Hey, I talk to strangers, run with scissors (sometimes just for the thrill), and sometimes I take candy from strangers (on Halloween). I have no problem with swimming right after I eat (I'll even swim while consuming alcohol), and I don't always wear clean underwear, I hate underwear. So, it should come as no surprise to anybody that I can commit a little hatred to print for the Ol' Ball Coach. Well now, some of you still have a crush on Steve Spurrier. I just don't get it. Yeah, I know he took us to our first National Championship, so what. If you married your prom date and she left you for somebody else, for more money, would you still have a special place in your haeart for her? HELL, NO! That's right, Stevie left us for more money, but that didn't work out for him, either. Now look where he's at. He's the leader of the Cocks, the guy the whole state of South Carolina hopes will "Whip the Cocks" into shape, the Head Cock Coach(a.k.a. Cockhead). Last year we gave him quite the ovation when he entered the Swamp, and the bastard still tried to throw us a whipping. In the end, it all turned out O.K. If you don't remember, check this out. Gators Win! This year we're going there. If you've never been to South Carolina, there are a couple of things you should be aware of. Be careful with the Beer Goggles, the girls at their tailgates have a way of distracting you from all the facts.

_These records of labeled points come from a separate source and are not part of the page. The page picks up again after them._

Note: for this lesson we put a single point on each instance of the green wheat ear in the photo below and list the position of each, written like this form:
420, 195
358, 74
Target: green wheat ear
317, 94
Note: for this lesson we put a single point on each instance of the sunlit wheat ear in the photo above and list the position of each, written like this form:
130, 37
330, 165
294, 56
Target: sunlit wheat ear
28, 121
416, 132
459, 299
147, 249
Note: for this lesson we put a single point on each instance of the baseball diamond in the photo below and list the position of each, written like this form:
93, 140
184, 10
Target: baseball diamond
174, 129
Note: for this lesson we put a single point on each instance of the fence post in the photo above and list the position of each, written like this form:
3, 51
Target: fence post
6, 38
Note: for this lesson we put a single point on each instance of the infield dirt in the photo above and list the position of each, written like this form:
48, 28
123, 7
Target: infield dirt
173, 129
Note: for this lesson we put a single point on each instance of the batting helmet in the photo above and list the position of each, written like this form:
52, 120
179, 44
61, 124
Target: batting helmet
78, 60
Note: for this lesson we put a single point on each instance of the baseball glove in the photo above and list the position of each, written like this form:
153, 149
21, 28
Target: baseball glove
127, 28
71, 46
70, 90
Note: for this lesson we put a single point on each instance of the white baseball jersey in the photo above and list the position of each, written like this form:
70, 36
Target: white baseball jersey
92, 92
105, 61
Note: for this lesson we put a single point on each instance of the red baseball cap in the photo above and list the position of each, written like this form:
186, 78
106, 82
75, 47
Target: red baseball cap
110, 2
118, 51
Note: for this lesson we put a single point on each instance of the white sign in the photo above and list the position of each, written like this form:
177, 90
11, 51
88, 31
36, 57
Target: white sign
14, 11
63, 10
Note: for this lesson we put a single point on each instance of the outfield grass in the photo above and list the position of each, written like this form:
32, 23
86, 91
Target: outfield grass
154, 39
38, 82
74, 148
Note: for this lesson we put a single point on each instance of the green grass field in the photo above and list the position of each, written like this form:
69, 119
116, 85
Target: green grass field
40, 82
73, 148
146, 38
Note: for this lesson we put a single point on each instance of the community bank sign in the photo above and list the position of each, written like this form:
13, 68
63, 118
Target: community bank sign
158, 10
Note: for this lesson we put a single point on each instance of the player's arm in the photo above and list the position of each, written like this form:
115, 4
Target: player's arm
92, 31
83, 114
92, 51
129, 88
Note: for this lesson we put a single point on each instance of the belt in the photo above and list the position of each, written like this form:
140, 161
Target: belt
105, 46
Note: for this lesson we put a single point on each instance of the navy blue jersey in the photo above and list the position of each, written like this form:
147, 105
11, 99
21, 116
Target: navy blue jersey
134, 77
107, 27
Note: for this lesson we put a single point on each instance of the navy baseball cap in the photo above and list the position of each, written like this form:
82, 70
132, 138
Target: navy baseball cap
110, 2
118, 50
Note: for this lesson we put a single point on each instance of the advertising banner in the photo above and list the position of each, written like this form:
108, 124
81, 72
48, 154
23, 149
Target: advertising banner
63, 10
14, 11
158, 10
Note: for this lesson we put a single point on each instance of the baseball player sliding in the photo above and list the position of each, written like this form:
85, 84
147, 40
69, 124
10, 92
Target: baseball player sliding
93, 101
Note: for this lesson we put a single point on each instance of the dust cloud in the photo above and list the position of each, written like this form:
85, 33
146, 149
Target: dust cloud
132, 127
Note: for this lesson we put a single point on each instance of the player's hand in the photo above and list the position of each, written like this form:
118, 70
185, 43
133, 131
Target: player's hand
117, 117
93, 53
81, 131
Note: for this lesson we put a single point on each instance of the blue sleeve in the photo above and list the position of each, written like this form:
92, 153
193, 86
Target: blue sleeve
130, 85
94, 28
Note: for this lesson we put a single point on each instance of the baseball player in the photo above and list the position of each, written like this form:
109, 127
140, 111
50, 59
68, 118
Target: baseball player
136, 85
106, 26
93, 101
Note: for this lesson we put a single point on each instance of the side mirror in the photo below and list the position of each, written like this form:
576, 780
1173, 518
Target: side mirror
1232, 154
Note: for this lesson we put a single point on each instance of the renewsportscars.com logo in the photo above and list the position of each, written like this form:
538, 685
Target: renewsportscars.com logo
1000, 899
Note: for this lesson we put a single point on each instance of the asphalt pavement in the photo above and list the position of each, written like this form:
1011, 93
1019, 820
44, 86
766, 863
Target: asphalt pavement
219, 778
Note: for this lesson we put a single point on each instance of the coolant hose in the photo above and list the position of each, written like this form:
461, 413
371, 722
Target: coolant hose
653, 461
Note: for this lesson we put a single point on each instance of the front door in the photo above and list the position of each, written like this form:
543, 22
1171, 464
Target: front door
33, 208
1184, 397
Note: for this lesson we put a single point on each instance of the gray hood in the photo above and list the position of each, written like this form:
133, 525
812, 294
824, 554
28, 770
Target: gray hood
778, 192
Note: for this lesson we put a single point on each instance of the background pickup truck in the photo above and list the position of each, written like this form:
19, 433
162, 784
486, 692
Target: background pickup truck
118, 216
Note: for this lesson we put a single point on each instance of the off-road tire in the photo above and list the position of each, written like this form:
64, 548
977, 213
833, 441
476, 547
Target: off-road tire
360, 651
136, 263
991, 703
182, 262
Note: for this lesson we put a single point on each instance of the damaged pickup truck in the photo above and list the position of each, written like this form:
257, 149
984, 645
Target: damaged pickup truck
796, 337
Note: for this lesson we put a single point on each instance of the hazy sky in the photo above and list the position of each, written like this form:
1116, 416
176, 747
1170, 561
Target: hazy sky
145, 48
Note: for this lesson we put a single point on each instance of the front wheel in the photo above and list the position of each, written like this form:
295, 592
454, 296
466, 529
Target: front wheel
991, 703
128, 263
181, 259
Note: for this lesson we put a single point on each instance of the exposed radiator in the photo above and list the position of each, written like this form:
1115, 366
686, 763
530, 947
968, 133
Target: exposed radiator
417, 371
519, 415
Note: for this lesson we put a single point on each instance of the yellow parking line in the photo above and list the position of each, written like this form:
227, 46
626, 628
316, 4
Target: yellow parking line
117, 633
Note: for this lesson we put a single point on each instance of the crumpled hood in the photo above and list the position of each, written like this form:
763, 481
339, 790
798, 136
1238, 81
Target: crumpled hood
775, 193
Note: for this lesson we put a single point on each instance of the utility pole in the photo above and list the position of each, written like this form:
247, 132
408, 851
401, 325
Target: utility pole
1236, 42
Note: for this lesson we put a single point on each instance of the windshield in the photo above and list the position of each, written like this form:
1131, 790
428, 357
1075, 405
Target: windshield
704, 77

Don't focus too hard on one body part, or you'll wake up Sunday engaged and sorry!

And her daddy will help you get to the church!
Also be careful playing tailgating games. They are a little different in South Caroilina.

Bobbing for Pigs Feet anybody?
Or how 'bout whoreshoes?

As for the game, we have have a better quarterback, we have more yards rushing per game, more yards passing per game, and almost twice as many points scored per game. So make some noise and support the defense, they deserve it after last week. Let's Go Gators, Beat the Cocks.